Colorado Politics

Federal judge ‘dumbfounded’ at government’s rejection of enforceable order holding ICE to its own policy

A federal judge on Friday grilled the government over its position that an internal policy defining the ability of immigration agents to make warrantless arrests should not be enforceable through a court order.

“As a citizen of Colorado and of the United States, I am dumbfounded that the government won’t agree to a court order that orders them to do precisely what they have told their employees they must do,” said U.S. District Court Senior Judge R. Brooke Jackson during a virtual hearing. “If they won’t stipulate to that, then I have to wonder why. What is the reason?”

In the underlying case, the ACLU of Colorado and other law firms filed suit on Oct. 9. They alleged U.S. Immigration and Customs Enforcement is not making warrantless arrests only when there is probable cause that the person is in the country illegally or is a flight risk, as federal law requires. Four named plaintiffs sued on behalf of themselves and others who have been arrested since January without a warrant or individualized consideration of those factors.

Jackson, a Barack Obama appointee, scheduled a preliminary injunction hearing beginning next Thursday. However, on Oct. 23, the government asked him to convene a conference as soon as possible. The U.S. Attorney’s Office disclosed that on Wednesday, the government sent a memo to ICE employees advising them to adhere to the law when making warrantless arrests.

“The policy further requires all ICE officers to document the facts and circumstances surrounding a warrantless arrest in appropriate immigration documentation as soon as possible following the arrest,” wrote the government.

Although the government did not share the memo on the court’s docket due to “sensitivity and law enforcement implications,” it represented that the statement came in response to an Illinois judge’s recent order. In that case, Castañon Nava v. Department of Homeland Security, there was a previous settlement agreement in effect that required ICE agents to follow the law and document their actions. A Chicago judge extended those terms to February 2026 earlier this month.

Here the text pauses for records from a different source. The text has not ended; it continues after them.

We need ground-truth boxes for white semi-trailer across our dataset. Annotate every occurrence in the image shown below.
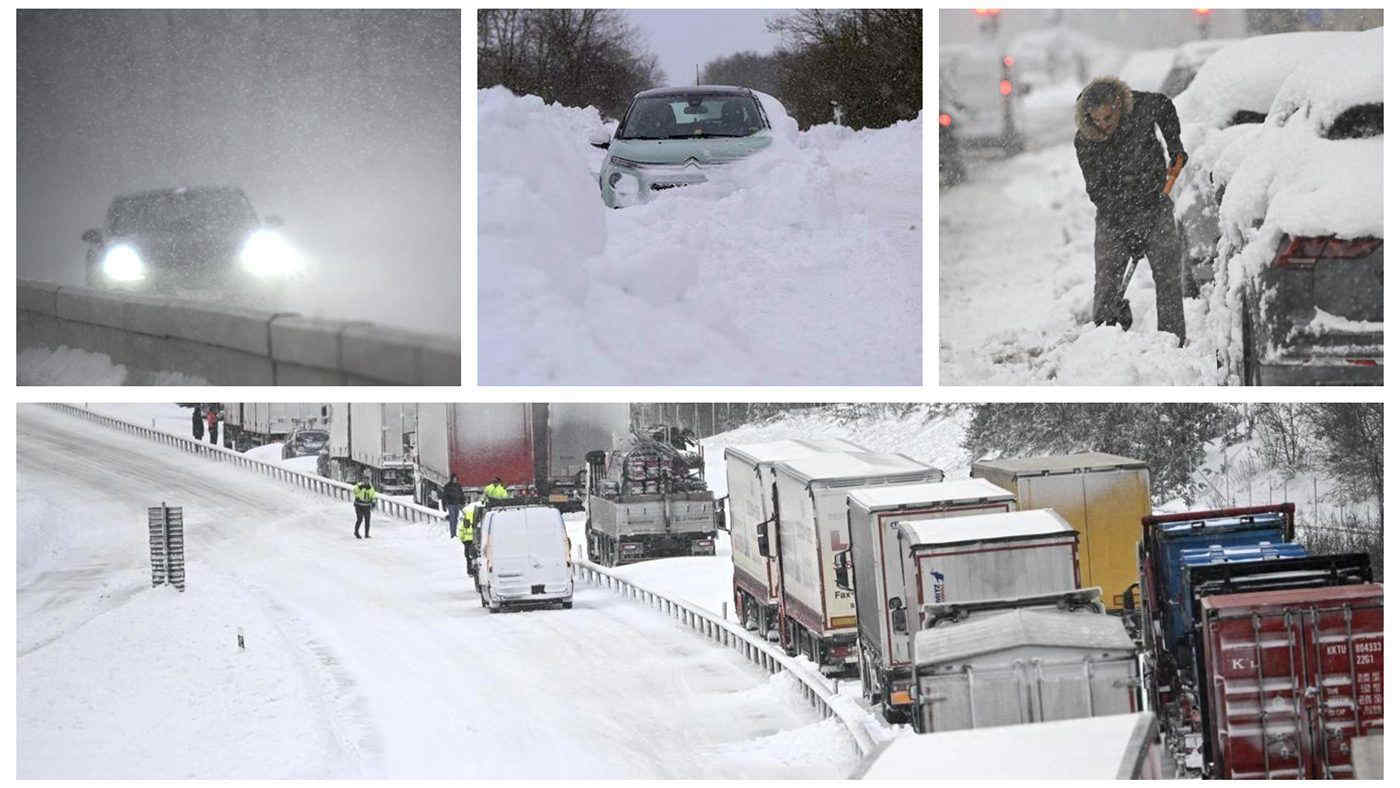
[724,439,865,640]
[759,452,944,673]
[840,479,1016,722]
[219,402,330,452]
[328,402,419,495]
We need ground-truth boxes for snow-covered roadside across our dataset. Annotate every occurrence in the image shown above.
[17,406,857,778]
[938,144,1221,385]
[15,344,209,386]
[477,88,923,385]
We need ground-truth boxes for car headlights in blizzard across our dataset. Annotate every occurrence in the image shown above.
[102,244,146,281]
[238,230,301,279]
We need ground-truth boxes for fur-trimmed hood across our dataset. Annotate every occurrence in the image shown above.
[1074,77,1133,143]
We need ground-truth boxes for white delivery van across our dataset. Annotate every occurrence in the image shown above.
[479,505,574,613]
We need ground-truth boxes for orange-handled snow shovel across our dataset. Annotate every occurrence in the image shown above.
[1117,154,1186,330]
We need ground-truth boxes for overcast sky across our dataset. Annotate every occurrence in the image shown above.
[626,8,788,85]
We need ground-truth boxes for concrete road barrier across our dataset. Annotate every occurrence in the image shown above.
[15,280,462,386]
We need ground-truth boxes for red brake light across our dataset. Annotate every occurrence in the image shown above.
[1274,235,1380,269]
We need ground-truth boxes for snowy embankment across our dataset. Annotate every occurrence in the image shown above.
[477,88,923,385]
[15,406,857,778]
[15,344,209,386]
[938,144,1221,385]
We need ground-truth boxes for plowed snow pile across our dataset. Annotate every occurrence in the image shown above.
[477,88,923,385]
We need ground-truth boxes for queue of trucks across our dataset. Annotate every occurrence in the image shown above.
[725,441,1383,778]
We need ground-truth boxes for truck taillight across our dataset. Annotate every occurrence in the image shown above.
[1274,235,1380,269]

During the Oct. 24 call with the parties, Jackson asked the attorneys point-blank: Will you agree to an injunction in Colorado with those provisions?

“Yes,” said plaintiffs’ lawyer Kenzo Kawanabe. “If they were serious that this actual policy were in effect, defendants would agree to these terms in a settlement agreement subject to this court’s approval and enforcement.”

However, the government balked at that idea.

“You’re not going to treat immigrants in Illinois differently than immigrants in Colorado,” said Jackson. “Why would the government object to what’s in that memo you just sent out being put in a form of an injunction, and giving the exact same status to individuals in Colorado that they’re getting in Illinois?”

Judge R. Brooke Jackson speaks at the 2011 swearing-in of Colorado Court of Appeals Judge Terry Fox. courtesy of Marybell Trujillo, BelleImages

The Illinois document is “a contractual arrangement, and it has terms in it that create the enforcement mechanism,” responded Brad E. Leneis with the U.S. Attorney’s Office. “There’s a real difference there between an injunction that is enforceable in a contempt proceeding … and the contractual enforcement of the settlement agreement.”

He added that ICE employees in Colorado “are required to follow” the policy. However, Leneis did not believe an automatic preliminary injunction should memorialize those terms.

“Here is what you’re saying to me,” interjected Jackson. “You’re saying that ICE employees are now instructed to and required to do what’s in (the memo) in Colorado. They’ve been ordered to do that, but they’re not willing to have a court say, ‘OK, you do that, and you’re fine.'”

He asked if the memo amounted to “idle words.” Leneis denied that ICE planned to let its employees circumvent its own policy. Instead, the policy “calls into question the need to have a hearing” next week.

To the contrary, said Jackson, he believed Leneis’ comments suggested a court order was necessary after all.

“If the government is not willing to stipulate to an injunction order on the same terms that they say they’re going to do, then I have to wonder why,” he said. “The only reason I can think of is they’re afraid that they’re going to violate it, and they don’t want some court, whether it’s Colorado or Illinois, to be on their case if they don’t follow their own agreement. That’s what concerns me.”

Jackson recommended both sides’ attorneys talk over the weekend and determine if the government will agree to conditions that would eliminate the need for a preliminary injunction on warrantless arrests. He also warned the government against being cavalier about the hearing.

“What I will tell you is all cards are on the table if we go through (with) this hearing, including the duration of any court order I might issue,” said Jackson.

The case is Ramirez Ovando et al. v. Noem et al.